Een gevoelige kwestie rond sokken, dierenharen en allergie

Bij de dierendokter In zijn praktijk in Amsterdam-Zuidoost praat dierenarts met baasjes over hun zieke huisdier. Deze keer: de vrouw die allergisch was voor de kat die niet van haar was.
Illustratie Dewi van der Meulen

De vrouw boog zich over de balie. Ze was de enige in de wachtkamer zonder huisdier. Ze praatte zacht, alsof ze bang was dat anderen zouden horen wat ze zei. Ze was Surinaams, een knap gezicht met zwaar opgemaakt ogen.

„Dokter, ik heb last van haren in huis”, zei ze. Ze wreef over haar hals en keek alsof ze ergens pijn had. „Door die haren kan ik bijna niet meer ademen… word ik benauwd.”

„U bent waarschijnlijk allergisch”, zei ik, „wat voor huisdier heeft u?”

Ik zag in haar ogen een soort wanhoop en begreep al wat het probleem was. Ze hield natuurlijk zielsveel van haar huisdier en de huisarts had gezegd dat ze het weg moest doen.

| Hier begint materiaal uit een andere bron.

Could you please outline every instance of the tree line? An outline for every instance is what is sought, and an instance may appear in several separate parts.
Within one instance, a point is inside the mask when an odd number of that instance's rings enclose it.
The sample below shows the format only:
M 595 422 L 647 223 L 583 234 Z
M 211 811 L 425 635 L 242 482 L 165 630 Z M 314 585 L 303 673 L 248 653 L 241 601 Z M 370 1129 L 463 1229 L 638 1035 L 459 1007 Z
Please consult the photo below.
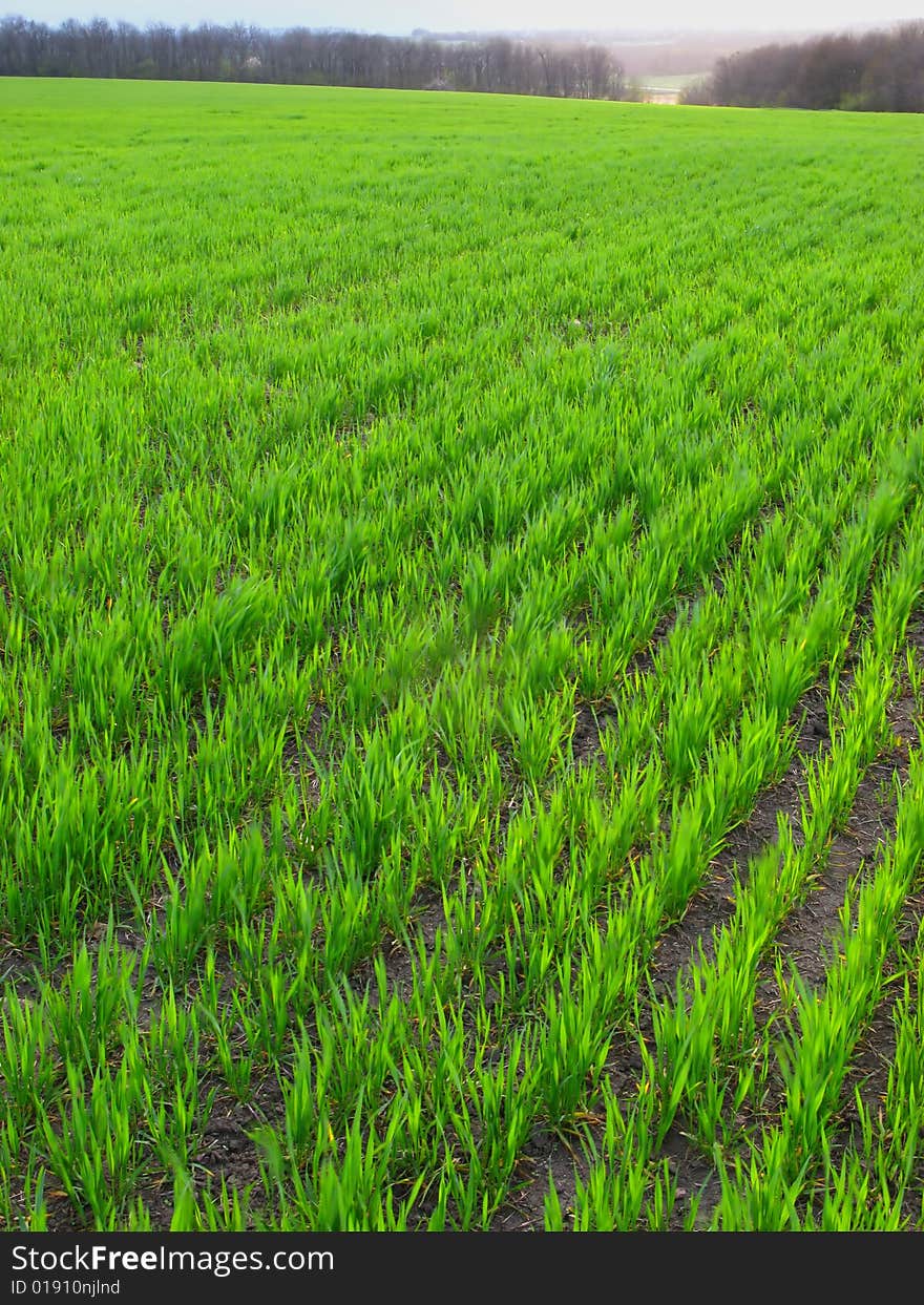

Ze wreef weer over haar hals en slikte. „Ik heb geen huisdier”, zei ze zacht.

Herensokken

Ze haalde een pakje te voorschijn en legde het op de balie.

„Mijn man komt met deze haren thuis, elke dag weer. Weet u wat voor haren het zijn?”

Ik zag dat ze het liefst door de vloer zou zakken en opgeslokt worden door de Bijlmer. Ze maakte het pakje open. Er zat een donkere bol in die ze over de balie uitrolde. Een paar zwarte herensokken. Er zaten een stuk of twintig witte haren op, vrolijk alle kanten uit stekend.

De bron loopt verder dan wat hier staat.